In 2015, the state approved the authority’s plan to become part of the Pennsylvania watershed protection program. Run by the state Department of Environmental Protection, the program can provide money for public education, installing riparian buffers, building wetlands that mitigate stormwater surges, and repairing stream banks, among other activities. In fiscal 2015, the state awarded $3.26 million in U.S. EPA grants to manage nonpoint source pollution in 11 counties.
The first step, as in the safe water program, is to gather information, says Joe Pezzino, chief operator: “It takes a bunch of years to evaluate everything in an area.” That will include gathering information on gas stations with underground storage tanks that may leak, on agricultural runoff sources, and on companies that work with hazardous materials. “It’s basically pulling together all the facts so we can do a full assessment of what in the area could harm our water sources, and from that point figuring out what our best actions would be,” Pezzino says.

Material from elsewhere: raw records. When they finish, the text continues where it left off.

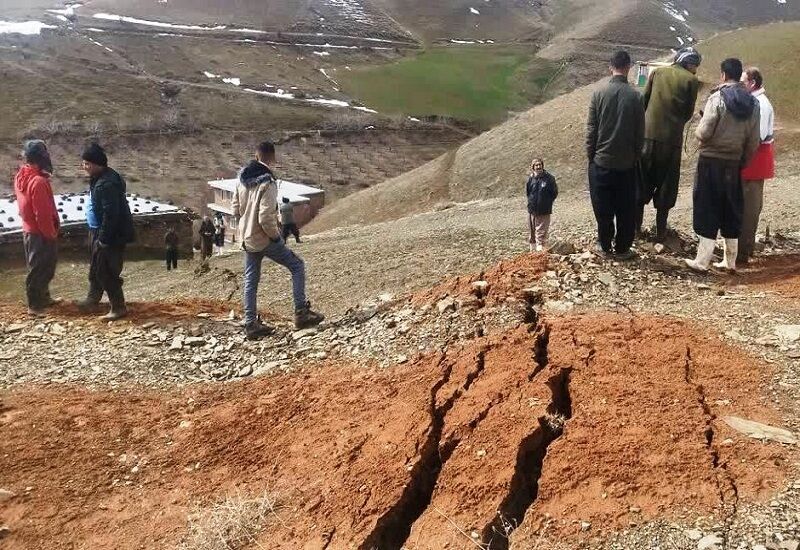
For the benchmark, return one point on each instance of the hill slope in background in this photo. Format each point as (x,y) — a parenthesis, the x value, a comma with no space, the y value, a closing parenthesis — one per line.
(494,164)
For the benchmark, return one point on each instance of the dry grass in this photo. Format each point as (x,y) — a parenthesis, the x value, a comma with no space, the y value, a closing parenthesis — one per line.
(230,524)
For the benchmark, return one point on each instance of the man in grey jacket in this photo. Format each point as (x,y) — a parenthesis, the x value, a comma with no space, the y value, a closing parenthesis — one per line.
(614,140)
(255,208)
(729,137)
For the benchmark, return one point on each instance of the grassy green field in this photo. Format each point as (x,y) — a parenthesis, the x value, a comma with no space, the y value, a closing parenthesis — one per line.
(772,48)
(476,83)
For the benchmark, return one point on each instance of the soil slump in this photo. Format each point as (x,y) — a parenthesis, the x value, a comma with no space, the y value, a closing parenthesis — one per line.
(505,441)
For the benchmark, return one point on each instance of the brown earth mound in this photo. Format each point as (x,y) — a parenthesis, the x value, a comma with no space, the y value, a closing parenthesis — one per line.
(569,420)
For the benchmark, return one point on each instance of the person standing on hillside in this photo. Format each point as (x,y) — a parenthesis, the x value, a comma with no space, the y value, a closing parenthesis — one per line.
(761,168)
(207,231)
(254,207)
(729,137)
(171,245)
(669,101)
(40,224)
(541,191)
(288,225)
(614,140)
(115,231)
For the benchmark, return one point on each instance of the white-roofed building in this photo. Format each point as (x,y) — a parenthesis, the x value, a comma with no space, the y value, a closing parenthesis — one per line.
(151,219)
(307,201)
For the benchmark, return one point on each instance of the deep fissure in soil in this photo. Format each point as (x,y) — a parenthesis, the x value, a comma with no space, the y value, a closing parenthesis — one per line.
(524,487)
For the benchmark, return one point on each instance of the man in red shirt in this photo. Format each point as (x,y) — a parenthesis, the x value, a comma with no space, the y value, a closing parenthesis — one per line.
(40,224)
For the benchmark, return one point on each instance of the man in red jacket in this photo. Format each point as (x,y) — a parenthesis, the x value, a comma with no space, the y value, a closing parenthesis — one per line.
(40,224)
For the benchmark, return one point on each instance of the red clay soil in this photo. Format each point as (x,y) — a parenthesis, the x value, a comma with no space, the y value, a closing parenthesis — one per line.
(424,454)
(505,279)
(779,274)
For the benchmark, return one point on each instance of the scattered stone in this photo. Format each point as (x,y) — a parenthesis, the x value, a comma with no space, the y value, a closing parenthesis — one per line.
(709,542)
(757,430)
(788,333)
(15,327)
(446,305)
(305,333)
(694,534)
(194,341)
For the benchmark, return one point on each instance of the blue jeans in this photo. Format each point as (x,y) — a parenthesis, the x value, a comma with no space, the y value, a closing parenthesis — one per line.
(279,253)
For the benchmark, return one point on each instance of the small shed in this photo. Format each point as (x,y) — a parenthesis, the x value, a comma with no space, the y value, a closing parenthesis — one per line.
(307,201)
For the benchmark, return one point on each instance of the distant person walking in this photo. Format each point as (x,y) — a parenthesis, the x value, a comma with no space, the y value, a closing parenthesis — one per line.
(729,137)
(115,231)
(614,140)
(669,101)
(760,168)
(541,191)
(219,233)
(288,225)
(40,224)
(207,232)
(171,244)
(254,207)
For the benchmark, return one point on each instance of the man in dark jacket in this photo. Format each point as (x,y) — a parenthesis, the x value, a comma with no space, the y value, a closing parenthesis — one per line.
(614,140)
(207,232)
(669,101)
(171,244)
(40,224)
(115,231)
(729,135)
(541,190)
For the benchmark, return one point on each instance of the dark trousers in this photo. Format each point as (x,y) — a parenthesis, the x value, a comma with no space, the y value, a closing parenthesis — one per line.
(290,229)
(613,195)
(718,198)
(172,258)
(104,274)
(41,256)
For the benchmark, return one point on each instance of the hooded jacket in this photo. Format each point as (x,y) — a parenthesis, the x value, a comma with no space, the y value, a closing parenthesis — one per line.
(542,192)
(111,210)
(669,101)
(37,207)
(730,127)
(255,205)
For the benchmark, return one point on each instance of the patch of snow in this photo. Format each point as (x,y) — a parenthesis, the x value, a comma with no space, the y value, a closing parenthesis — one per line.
(159,24)
(28,28)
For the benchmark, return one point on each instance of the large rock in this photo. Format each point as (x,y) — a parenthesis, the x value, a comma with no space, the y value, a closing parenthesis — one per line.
(756,430)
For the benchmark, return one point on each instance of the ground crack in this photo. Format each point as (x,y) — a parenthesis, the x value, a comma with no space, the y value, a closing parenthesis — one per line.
(394,527)
(726,484)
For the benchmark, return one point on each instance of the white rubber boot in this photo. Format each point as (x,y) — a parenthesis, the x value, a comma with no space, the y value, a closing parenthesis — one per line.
(731,251)
(705,253)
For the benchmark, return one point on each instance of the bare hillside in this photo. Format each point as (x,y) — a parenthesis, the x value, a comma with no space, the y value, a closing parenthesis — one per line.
(495,163)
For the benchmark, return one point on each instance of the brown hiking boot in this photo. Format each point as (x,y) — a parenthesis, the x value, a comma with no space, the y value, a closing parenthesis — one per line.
(305,317)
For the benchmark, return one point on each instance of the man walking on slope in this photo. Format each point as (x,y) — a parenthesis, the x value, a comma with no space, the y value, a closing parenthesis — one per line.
(40,224)
(255,208)
(761,167)
(729,137)
(115,231)
(614,139)
(669,101)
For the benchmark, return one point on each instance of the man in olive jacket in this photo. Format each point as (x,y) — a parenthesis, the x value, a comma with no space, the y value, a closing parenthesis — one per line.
(614,139)
(115,231)
(669,101)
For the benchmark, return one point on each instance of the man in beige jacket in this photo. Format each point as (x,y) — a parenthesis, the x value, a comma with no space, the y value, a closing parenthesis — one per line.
(255,205)
(729,137)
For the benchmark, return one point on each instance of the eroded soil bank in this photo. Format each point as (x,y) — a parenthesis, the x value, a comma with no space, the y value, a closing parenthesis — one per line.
(511,439)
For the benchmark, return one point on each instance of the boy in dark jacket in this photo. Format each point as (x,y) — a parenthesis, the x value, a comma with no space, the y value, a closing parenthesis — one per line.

The authority is starting small. The first project will be to post signs around the watershed advising people to dial 911 if they see a contaminant spill. Another option is to join the Ephrata Borough program to educate people against putting grass clippings in the street because of their potential to contribute nitrogen and phosphorus to waterways, and about being careful with detergents used to wash cars. More complicated actions will require more thought.
“If we wanted to restore the banks of streams that feed into Cocalico Creek, you’re talking big-dollar items to put in riparian buffers,” says Pezzino. For other projects, a partnership would make sense. For example, if the authority wanted to work with farmers to reduce nutrient loading in runoff, it would make more sense to partner with the Natural Resources Conservation Service, whose experts work with that issue all the time and know the people.